« La situation que nous vivions en Belgique nous semblait préoccupante et il devenait urgent de réagir en nous adressant aux décideurs, aux faiseurs d’opinion, aux associations et au grand public qui œuvrent à promouvoir la diversité et la citoyenneté », souligne Djemila Benhabib. Militante laïque, désormais installée en Belgique après avoir été une figure de proue de la laïcité au Québec, la politologue, chargée de mission au CAL, dresse plusieurs constats : l’augmentation du communautarisme ethnique et religieux, la montée des partis d’extrême droite, l’augmentation du racisme et de l’antisémitisme. « Les maîtres-mots de notre Collectif sont la citoyenneté, la laïcité, l’éducation et la solidarité avec ceux qui se battent courageusement dans le monde contre les mouvements et les régimes autoritaires ou absolutistes faisant de l’islam religion d’Etat ».
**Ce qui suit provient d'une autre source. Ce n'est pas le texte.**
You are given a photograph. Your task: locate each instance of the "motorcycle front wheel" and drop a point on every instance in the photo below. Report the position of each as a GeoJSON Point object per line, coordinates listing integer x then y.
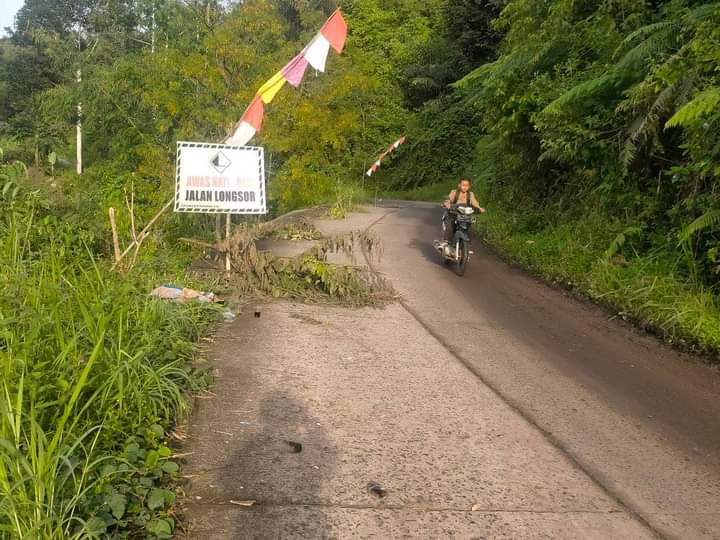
{"type": "Point", "coordinates": [462, 258]}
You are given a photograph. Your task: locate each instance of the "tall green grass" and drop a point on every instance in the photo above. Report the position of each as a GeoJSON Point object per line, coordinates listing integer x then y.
{"type": "Point", "coordinates": [94, 373]}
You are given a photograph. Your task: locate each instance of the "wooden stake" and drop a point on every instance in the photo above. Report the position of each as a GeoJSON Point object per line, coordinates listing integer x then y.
{"type": "Point", "coordinates": [228, 218]}
{"type": "Point", "coordinates": [144, 233]}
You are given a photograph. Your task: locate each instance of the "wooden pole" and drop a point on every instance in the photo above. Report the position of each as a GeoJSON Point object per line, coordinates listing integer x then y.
{"type": "Point", "coordinates": [116, 239]}
{"type": "Point", "coordinates": [228, 221]}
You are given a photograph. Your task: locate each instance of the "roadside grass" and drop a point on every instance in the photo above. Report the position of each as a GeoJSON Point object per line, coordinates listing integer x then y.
{"type": "Point", "coordinates": [93, 376]}
{"type": "Point", "coordinates": [645, 287]}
Envisageant son action d’une façon indépendante des partis politiques et des groupes de pression quels qu’ils soient, le Collectif se réunit aussi pour combattre les courants « qui véhiculent la victimisation et l’infantilisation. Nous sommes des citoyens et non des victimes », insiste Djemila Benhabib. C’est bien intentionnellement que le mot « islamophobie » n’est donc jamais évoqué ici. « Un concept ambigu mis en scène dans le débat public par des courants qui cherchent à victimiser les musulmans et qui ne fait en réalité qu’ajouter de la confusion à une époque déjà confuse », soutient Djemila Benhabib. « Parler d’islamophobie met fin au débat, or nous en demandons plus ! ».
Combattre l’islam politique
A ses côtés, d’autres hommes et femmes laïques d’origine arabo-berbéro-musulmane, issus de la société civile dans laquelle ils sont déjà bien souvent engagés, tels Soade Cherifi, enseignante et coach, qui dit se retrouver face à un islam de haine, qui tend à contrôler les petites filles, bien différent de celui de ses grands-parents ; Abdel Serghini, réviseur d’entreprises, qui considère la laïcité menacée par ceux qui jouent la carte du communautarisme, mais aussi par ceux qui s’en saisissent pour faire valoir des idées d’extrême droite ; Jamila Si M’hammed, psychiatre, présidente du comité belge « Ni putes ni soumises », qui estime nécessaire un socle de valeurs communes et voit la laïcité comme une chance pour le vivre-ensemble ; ou encore Malika Akhdim, militante féministe et laïque, qui se bat depuis des années sur le terrain contre les mariages forcés au sein de sa communauté. Parmi les signataires du manifeste, il y a aussi Radouane El Baroudi, cameraman ; Hamid Benichou, militant associatif ; Yeter Celili, militante féministe et laïque ; Bahareh Dibadj, psychologue ; Hassan Jarfi, président de la fondation Ihsane Jarfi ; Fadila Maaroufi, anthropologue et éducatrice de rue ; Kaoukab Omani, éducatrice ; et bien sûr Sam Touzani, militant de la première heure.
Entre deux représentations de sa pièce Cerise sur le ghetto à l’Espace Magh, le comédien réaffirme via le Collectif ce qu’il a toujours défendu : regarder la société non pas par le prisme ethnico-religieux, mais par la force de l’échange et la citoyenneté, « des choix sur le long terme, différents trop souvent des choix politiques », assume-t-il. « Et l’on sait que nier la réalité ne profite qu’aux extrêmes ».
Revenant sur la critique des religions, Djemila Benhabib s’étonne : « On critique l’islamisme dans l’ensemble des pays musulmans, alors pourquoi pas dans les démocraties occidentales ? Le combat contre l’islam politique doit être vu comme un devoir citoyen. La solution n’est pas dans le repli identitaire et la peur, mais bien dans la liberté d’expression, avec les limites définies par la loi ».
Sans savoir encore quelle forme il prendra dans l’avenir, le Collectif Laïcité Yallah espère pouvoir travailler avec d’autres associations et personnes qui poursuivent les mêmes objectifs, et bientôt se structurer. « A l’image du CCLJ, que nous prenons comme modèle ».